The Wright Angle
Nov. 5, 2007

Untruths and consequences

By Scott Wright

I am about to type a sentence I never thought any of us would ever experience the happiness of reading: Last week, for the first time in the (seven years too) long history of the Bush administration, someone finally got what he had coming for his loathsome incompetence.

John P. “Pat” Philbin, the former director of external affairs for FEMA, had his promotion to the top spot in the public information office yanked from under him following one of the most ignorant acts I've seen so far from these rightwing blockheads -- and like you, I've seen plenty already.

Philbin arranged a press conference last week in response to questions from reporters regarding FEMA's response to the California wildfires. The session was called with little notice and featured responses from the deputy administrator, Vice Adm. Harvey Johnson. The problem is that there were no reporters asking questions. Every last query that Johnson fielded, turned out, emanated from an audience filled with FEMA staffers.

Initially, the White House tried to defend Philbin's antics. But the outcry from the news media was unanimous. Homeland Security spokeswoman Laura Keehner was first to call a charade a charade, saying “stunts such as this will not be tolerated or repeated.” Homeland Security Secretary Michael Chertoff followed up by calling the hoax “one of the dumbest and most inappropriate things I've seen since I've been in government.”

Apparently, Chertoff doesn't get out much, because that press conference came from the same hacks who gave us days and weeks of “inappropriate” Hurricane Katrina rescue efforts, illegal wiretapping, the “inappropriate” response to the abuses of Abu Ghraib, the “inappropriate” plans for post-war Iraq, the outing of a CIA operative, and the appointment of Alberto Gonzales to attorney general, among dozens of other missteps.

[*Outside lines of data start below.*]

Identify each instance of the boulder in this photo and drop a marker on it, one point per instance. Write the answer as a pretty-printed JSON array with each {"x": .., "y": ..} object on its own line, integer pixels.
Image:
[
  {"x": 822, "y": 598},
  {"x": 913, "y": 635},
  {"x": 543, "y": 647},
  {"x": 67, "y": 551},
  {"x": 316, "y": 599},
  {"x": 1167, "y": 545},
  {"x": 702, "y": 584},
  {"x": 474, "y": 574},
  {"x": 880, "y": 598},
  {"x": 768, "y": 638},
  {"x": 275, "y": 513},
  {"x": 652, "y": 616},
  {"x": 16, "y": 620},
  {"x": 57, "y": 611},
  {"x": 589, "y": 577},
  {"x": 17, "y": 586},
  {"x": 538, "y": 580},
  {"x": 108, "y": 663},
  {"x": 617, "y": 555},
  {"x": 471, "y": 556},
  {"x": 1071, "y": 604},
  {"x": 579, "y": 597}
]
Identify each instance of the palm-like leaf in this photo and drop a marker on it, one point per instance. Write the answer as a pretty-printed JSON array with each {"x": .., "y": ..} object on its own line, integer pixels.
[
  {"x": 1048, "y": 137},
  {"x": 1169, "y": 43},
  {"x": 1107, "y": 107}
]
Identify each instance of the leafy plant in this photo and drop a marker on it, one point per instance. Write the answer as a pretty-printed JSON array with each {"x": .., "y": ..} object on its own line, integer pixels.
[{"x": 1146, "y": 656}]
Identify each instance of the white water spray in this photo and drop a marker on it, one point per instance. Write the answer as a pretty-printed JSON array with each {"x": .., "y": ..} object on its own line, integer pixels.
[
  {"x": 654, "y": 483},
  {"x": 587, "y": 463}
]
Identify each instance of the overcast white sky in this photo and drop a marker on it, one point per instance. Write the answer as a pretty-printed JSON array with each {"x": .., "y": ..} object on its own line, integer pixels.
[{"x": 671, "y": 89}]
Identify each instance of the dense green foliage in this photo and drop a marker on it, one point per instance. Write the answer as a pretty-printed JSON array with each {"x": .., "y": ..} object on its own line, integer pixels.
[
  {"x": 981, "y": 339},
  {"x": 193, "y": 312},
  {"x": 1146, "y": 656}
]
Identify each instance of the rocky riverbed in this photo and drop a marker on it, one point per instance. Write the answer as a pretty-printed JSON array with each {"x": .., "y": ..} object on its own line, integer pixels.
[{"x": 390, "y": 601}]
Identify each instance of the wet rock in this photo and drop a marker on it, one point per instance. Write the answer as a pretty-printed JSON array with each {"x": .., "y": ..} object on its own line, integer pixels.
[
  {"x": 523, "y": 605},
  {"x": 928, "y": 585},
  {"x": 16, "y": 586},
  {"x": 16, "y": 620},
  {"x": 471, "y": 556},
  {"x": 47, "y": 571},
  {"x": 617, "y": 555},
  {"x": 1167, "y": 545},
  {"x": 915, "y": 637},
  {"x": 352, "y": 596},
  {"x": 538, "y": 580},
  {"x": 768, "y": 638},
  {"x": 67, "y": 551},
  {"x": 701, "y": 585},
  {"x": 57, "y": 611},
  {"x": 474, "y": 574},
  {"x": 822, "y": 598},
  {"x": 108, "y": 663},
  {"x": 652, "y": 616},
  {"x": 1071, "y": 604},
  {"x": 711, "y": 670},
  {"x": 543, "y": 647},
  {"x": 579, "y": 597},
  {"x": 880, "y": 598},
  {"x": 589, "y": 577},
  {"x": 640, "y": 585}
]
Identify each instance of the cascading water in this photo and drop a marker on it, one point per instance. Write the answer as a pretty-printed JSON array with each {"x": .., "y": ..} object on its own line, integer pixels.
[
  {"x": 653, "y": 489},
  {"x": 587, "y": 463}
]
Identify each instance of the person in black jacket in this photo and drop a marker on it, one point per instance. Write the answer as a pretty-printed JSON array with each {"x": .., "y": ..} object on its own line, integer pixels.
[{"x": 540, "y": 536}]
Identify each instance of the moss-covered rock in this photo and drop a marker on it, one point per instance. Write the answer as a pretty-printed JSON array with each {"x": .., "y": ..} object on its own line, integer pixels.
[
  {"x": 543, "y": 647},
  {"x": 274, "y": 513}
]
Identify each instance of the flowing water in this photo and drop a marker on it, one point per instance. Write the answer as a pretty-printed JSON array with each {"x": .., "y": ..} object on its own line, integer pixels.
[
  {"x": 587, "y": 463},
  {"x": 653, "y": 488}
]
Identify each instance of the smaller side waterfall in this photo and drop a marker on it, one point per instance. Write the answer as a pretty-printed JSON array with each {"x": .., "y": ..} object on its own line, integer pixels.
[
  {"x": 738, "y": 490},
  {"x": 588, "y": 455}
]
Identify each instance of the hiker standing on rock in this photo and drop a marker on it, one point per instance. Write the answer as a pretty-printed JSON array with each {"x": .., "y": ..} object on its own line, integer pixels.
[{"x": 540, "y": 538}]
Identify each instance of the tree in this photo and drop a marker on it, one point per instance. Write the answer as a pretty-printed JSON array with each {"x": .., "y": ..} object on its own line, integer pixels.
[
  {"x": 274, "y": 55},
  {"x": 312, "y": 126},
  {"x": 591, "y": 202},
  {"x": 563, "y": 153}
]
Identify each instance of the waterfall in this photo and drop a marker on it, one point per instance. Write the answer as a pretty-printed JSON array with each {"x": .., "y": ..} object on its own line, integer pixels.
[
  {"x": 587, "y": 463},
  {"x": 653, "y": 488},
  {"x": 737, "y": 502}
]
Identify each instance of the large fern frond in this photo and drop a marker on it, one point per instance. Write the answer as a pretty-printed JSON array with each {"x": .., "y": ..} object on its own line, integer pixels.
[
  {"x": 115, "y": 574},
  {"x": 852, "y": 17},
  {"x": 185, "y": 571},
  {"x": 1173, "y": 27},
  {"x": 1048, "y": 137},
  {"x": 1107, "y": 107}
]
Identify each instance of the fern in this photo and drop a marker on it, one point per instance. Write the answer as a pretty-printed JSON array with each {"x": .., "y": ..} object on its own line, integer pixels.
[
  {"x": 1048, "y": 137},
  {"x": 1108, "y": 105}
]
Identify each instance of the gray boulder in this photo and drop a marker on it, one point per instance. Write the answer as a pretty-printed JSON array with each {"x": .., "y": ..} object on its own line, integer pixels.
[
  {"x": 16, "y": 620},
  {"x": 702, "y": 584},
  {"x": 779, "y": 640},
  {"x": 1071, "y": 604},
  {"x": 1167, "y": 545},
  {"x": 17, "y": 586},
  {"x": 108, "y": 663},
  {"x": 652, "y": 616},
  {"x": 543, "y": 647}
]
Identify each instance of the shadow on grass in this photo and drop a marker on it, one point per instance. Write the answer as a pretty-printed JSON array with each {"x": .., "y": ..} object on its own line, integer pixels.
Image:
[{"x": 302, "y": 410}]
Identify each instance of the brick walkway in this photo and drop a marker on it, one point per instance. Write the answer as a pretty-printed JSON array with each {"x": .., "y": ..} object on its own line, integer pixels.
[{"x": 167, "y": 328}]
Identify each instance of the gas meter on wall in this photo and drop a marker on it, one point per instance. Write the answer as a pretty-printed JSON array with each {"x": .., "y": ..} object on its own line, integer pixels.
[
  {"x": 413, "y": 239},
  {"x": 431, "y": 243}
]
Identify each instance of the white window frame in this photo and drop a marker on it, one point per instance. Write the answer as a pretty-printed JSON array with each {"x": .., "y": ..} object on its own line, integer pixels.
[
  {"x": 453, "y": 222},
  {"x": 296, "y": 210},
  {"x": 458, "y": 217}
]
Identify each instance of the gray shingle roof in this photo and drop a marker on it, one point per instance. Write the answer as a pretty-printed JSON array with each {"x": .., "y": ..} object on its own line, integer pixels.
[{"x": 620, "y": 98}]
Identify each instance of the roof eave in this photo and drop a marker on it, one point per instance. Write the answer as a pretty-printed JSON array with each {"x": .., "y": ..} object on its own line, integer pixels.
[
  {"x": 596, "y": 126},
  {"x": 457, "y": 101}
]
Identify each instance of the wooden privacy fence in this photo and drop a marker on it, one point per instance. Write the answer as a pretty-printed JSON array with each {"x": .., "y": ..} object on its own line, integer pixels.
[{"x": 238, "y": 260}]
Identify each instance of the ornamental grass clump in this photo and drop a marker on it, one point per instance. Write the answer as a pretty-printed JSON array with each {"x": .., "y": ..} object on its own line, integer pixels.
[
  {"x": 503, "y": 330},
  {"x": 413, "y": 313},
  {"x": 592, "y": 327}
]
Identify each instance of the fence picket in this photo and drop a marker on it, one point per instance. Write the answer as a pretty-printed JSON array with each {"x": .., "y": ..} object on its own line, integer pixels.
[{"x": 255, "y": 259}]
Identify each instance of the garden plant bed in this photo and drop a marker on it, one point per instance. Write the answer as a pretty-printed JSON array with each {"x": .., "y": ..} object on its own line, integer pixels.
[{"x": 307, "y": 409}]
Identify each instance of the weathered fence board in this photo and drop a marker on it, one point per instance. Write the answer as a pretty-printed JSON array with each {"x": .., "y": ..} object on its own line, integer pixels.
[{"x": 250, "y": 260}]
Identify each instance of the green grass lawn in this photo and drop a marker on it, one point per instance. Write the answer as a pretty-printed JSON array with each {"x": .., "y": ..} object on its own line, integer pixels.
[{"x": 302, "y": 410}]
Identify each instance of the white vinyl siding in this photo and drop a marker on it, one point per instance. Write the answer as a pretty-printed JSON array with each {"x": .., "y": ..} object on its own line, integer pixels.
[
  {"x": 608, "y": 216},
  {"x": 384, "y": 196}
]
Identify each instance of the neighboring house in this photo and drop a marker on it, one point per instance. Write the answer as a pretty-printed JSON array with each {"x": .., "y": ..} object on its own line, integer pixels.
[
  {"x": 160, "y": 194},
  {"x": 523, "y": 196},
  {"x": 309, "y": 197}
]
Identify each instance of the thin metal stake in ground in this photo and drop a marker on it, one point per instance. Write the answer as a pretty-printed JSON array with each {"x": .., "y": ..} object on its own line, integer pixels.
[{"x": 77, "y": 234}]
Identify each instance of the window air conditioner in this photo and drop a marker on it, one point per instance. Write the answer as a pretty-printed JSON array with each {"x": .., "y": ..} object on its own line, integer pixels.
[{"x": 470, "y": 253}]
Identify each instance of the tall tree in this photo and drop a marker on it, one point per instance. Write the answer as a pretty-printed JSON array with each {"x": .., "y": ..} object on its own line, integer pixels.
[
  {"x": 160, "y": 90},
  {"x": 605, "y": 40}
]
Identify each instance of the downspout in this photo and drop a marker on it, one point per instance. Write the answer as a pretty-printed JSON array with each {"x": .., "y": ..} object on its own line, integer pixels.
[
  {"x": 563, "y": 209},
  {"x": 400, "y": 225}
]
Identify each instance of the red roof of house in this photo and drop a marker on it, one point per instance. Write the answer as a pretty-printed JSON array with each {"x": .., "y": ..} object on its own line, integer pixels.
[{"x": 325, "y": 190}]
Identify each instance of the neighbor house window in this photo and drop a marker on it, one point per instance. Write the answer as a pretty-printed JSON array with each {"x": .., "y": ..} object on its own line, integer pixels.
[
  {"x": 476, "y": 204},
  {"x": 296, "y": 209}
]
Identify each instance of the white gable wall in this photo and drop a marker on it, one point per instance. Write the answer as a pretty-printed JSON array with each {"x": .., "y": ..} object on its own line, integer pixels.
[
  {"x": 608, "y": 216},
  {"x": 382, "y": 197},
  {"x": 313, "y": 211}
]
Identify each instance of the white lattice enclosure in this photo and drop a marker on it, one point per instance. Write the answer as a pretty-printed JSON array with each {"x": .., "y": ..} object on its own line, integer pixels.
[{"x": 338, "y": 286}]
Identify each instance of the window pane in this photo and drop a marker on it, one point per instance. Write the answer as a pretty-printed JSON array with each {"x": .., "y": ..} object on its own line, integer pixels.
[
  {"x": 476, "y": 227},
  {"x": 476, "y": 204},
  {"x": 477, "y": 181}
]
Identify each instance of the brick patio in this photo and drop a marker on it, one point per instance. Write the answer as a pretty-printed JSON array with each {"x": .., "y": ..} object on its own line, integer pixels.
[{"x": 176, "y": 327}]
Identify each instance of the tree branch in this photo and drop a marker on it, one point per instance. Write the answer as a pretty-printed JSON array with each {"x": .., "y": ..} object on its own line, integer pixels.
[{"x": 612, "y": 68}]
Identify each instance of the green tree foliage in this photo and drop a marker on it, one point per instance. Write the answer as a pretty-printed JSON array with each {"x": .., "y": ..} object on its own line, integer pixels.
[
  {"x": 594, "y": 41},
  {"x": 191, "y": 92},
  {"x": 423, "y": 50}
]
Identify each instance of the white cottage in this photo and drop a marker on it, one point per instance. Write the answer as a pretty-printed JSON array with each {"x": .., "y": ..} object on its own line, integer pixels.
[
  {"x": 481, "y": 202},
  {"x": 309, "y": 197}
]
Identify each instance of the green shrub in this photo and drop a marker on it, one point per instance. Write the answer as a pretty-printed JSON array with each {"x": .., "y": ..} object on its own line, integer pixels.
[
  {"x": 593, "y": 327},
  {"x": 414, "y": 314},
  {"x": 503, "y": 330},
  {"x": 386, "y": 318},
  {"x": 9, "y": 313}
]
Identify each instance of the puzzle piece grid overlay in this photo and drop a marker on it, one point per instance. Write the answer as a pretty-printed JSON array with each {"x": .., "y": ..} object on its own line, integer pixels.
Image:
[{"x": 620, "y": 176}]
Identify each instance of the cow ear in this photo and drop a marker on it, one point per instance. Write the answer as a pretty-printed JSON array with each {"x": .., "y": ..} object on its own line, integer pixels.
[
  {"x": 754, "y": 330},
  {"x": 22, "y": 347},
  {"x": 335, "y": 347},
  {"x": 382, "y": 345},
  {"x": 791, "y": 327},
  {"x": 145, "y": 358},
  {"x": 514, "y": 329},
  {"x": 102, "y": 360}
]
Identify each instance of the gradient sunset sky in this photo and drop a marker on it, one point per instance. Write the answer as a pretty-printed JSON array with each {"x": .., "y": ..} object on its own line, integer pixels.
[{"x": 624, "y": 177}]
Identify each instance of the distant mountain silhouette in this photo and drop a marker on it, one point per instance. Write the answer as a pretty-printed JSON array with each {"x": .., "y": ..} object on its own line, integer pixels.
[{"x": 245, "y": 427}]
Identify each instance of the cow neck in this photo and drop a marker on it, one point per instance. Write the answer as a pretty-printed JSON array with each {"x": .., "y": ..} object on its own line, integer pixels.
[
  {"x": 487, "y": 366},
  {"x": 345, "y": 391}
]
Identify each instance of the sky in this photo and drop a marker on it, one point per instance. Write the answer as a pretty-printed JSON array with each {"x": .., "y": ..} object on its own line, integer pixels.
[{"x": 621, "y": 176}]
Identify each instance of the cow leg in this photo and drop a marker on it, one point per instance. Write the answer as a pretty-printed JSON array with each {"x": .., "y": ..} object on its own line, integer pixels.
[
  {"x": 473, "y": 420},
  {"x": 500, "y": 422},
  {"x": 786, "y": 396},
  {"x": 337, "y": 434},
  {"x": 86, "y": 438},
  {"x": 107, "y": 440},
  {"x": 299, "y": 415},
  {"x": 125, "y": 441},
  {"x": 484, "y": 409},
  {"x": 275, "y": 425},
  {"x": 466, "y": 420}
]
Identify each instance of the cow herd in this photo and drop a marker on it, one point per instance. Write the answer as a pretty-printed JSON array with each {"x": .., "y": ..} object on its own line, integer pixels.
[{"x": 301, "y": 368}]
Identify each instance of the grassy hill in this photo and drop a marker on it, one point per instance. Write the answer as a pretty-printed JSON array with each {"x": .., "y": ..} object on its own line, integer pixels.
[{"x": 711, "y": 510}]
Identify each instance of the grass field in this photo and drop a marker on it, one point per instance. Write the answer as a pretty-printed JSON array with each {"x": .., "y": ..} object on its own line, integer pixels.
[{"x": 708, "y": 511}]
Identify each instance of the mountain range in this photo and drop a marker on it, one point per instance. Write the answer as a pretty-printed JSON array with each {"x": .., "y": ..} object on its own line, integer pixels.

And all of these failures and (far) shortcomings ultimately fall at the feet of the worst excuse for a president we've ever had.

On second thought, perhaps Chertoff's “dumbest and inappropriate” remark reflects a certain level of keen-eyed experience. After all, as a cabinet-level official in the Bush administration, he often finds himself sitting at a table headed by a man who's a perfect example of at least one of those adjectives.

Speaking of George W. Bush, it's beginning to sound to me as though the man has mouths on both sides of his head. At the very least, he's talking out both sides of the one below his nose. Last week, Dubya decide to take the offensive against Democrats in Congress, who he claims are hindering efforts to defeat the forces of evil around the world.

“Some in Congress should spend more time responding to the warnings of terrorists like Osama bin Laden … and less time responding to the demands of MoveOn.org,” he said in a speech Thursday.

That from the man who gave up trying to actually locate bin Laden in the mountains of Afghanistan years ago, who once told a room full of reporters that he didn't spend any time thinking about where the terrorist mastermind might be hiding.

Bush's exact words, spoken on March 13, 2002, were: “I don't know where bin Laden is. I have no idea and I really don't care. It's not that important. It's not our priority.” Somehow, though, in George W. Bush's convoluted brain, the Democrats in Congress are solely responsible for the fact that bin Laden still exists as a threat to America. Honestly, I don't know why the lack of logic in this nincompoop's logic still surprises me.

Bush also accused Congress of dragging its feet on the fight against terrorism, including delaying the confirmation of attorney general nominee Michael Mukasey. But the funny fact is that both Democrats and Republicans loved the guy -- and who wouldn't, since his last name isn't Gonzales -- until Mukasey took a pass last week when a senator asked whether it's lawful for terrorist suspects to be waterboarded.

He hemmed and hawed and said very little, and in the process got the Senate Judiciary Committee wondering if this guy is going to do his job if he becomes attorney general, or if he's going to be another Bush lapdog. Would Mukasey as AG be willing to look the other way while the president and Darth Cheney continue to break the law and violate U.S. and international law? Or would he uphold what's left of the Constitution, which this administration has worked for seven years to undermine and demean?

Since Mukasey made his muddied remarks, senators on both sides of the aisle have voiced concerns over whether or not he has the brass you-know-whats to stand up to Bush. Until Mukasey out-and-out declares waterboarding to be illegal, as even Republican senators John McCain and Lindsey Graham have demanded, he can't be counted on to perform his job properly, especially considering that his first job as attorney general may be to initiate the prosecution of members of the Bush administration for approving the illegal and despicable torture of terrorist suspects.

“The American people have got to understand the program is important and the techniques used are within the law,” President Bush said late last week, two days after the waterboarding flap threatened to drown Mukasey.

This from the same guy who told us there were WMD's in Iraq and insisted that Brownie was “doing a heck of a job.” Honestly, I can't imagine why all those senators don't believe him.